Şair Nabi kimdir?
Şair Nabi kimdir? |
"Sakın terk-i edebden kûy-i mahbûb-ı Hûda'dır bu.
Nazargâh-i İlâhidir, makâm-ı Mustafâ'dır bu."
Asıl adı Yusuf, mahlası Nâbî! Yani "yok, yok!" onda (Okurlarımızın malumudur ki "nâ" ve "bî" ekleri Farscada "yok" demektir. Ve iki menfî, müspet ifâde eder.)!
Önce Urfalı bir arzuhalci, sonra İstanbullu tatlı dil ve hoşsohbet bir velî; fakat hırkası yok sırtında. Kâğıtla söyleşen bir hikmet ehli. Musahip Mustafa Paşa'nın sâdık ve merbut dostu. Yolu Halep'e de düşen bir İstanbul sevdalısı.

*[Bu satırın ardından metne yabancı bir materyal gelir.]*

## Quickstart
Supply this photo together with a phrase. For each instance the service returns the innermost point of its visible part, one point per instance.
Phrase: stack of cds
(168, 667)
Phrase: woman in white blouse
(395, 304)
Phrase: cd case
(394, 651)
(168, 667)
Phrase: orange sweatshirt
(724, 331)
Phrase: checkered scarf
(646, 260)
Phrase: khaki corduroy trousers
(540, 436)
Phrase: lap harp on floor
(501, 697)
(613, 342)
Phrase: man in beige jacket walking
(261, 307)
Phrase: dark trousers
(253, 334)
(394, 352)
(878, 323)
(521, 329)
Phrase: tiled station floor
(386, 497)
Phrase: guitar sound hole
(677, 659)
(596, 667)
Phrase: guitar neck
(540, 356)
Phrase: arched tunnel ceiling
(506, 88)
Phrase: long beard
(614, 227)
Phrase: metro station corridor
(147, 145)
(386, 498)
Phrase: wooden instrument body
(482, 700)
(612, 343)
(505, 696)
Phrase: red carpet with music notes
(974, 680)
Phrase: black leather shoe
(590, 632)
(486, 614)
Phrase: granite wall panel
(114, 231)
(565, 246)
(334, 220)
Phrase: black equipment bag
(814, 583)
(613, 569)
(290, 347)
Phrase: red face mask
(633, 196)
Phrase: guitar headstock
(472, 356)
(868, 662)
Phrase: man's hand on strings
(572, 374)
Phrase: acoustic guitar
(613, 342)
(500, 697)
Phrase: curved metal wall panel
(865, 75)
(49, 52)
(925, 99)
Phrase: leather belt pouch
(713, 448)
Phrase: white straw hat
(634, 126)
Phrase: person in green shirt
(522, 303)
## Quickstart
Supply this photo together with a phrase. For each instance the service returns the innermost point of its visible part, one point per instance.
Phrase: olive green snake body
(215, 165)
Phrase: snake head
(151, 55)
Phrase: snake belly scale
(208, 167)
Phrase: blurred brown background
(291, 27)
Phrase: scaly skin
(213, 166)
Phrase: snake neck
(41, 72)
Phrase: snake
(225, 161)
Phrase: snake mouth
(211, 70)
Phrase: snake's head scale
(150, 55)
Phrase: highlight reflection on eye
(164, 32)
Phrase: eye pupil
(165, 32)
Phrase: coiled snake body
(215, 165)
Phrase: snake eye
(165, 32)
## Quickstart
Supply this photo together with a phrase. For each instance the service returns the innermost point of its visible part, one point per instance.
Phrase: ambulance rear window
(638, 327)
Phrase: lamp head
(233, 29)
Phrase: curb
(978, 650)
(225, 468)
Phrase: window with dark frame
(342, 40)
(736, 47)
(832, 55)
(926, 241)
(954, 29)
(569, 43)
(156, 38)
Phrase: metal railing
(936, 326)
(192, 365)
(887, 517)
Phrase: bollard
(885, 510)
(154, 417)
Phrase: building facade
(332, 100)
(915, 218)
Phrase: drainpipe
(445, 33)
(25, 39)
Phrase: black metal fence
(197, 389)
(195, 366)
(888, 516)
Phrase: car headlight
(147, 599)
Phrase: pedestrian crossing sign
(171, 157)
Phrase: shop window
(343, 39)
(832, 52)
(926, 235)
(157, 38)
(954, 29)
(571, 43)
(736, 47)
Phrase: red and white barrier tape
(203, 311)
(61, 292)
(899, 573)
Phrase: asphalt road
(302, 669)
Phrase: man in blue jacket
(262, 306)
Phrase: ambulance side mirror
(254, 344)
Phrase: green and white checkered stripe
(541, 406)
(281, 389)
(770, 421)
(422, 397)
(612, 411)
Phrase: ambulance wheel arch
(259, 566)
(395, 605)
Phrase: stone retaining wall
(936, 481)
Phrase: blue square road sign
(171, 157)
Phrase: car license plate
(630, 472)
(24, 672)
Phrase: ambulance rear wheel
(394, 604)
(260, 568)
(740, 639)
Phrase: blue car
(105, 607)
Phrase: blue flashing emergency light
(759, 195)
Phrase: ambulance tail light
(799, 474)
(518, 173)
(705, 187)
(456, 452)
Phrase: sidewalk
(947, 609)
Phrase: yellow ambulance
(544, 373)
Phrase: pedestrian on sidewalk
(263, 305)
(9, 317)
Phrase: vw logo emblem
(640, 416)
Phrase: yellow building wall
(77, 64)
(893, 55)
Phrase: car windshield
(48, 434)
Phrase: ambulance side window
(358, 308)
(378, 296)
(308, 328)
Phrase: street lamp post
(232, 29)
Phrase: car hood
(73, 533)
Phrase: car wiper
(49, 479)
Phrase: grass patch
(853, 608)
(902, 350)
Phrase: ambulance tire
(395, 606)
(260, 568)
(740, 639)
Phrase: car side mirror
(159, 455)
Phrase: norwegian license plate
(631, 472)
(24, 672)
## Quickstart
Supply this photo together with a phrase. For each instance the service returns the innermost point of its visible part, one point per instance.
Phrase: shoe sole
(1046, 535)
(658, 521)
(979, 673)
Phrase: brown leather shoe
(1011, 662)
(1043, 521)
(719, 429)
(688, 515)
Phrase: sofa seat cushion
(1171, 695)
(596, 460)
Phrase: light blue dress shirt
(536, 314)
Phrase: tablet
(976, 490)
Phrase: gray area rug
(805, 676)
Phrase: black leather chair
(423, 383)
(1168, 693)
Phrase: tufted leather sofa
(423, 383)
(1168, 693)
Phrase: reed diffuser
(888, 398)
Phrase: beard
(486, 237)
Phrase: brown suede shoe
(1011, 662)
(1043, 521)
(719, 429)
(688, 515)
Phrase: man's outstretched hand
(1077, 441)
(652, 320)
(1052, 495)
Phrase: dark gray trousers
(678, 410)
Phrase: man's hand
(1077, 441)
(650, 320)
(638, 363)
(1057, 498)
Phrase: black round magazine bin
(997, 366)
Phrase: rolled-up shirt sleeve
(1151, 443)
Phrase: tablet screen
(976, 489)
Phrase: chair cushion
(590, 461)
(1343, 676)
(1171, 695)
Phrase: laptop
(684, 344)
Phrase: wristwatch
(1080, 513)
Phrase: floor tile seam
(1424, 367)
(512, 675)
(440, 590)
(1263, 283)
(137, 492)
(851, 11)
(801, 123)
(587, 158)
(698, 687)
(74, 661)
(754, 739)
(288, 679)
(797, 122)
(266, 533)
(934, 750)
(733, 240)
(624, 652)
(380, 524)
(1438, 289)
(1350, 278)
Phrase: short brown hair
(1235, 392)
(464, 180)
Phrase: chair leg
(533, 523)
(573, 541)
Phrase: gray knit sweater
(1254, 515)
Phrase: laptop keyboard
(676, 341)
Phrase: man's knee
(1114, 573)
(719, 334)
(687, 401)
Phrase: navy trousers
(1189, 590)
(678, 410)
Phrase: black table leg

1642'de eski adı Ruha olan Urfa'da doğmuş Nâbî. Ardında bıraktığı onca eserden anlaşılıyor ki sağlam bir tedrisattan geçmiş. Derviş-hasletmiş; gözü ne izzet ve ne de câhta imiş.
Doğum yeri için kendisi şöyle diyor dîvânında:
"Hâkimüz mevlididür Hazret-i İbrâhimün
Nâbiyâ rast makamında Ruhâvîyüz biz."
Nâbiyâ rast makamında Ruhâvîyüz biz."
(Toprağımız Hazret-i İbrahim (a.s.)'in de doğduğu yerdir. Ey Nâbî, rast makamında Urfalıyız biz.)
Urfa'dan İstanbul'a
Urta'da arzuhalciyken valinin tavsiye ve desteğiyle İstanbul'a yol alır Nâbî. İlk hâmisi Musahip Mustafa Paşa'dır. Yanına alır onu ve Dîvân Kâtibi eyler kendine. Önce Dersaâdet'in havası pek açmaz mağmum gönlünü; fakat Paşa var olsun, tutar elinden ve Nâbî, boğar içinde dallanan ye'si. Ve az zamanda çok ses getirir; latiftir şiiri, hikmet doludur ve babacandır edası:
"İlim bir lücce-i bî-sâhildir.
Anda âlim geçinen câhildir"
Anda âlim geçinen câhildir"
(İlim, sâhilsiz bir denizdir. Onda âlim geçinen câhildir.)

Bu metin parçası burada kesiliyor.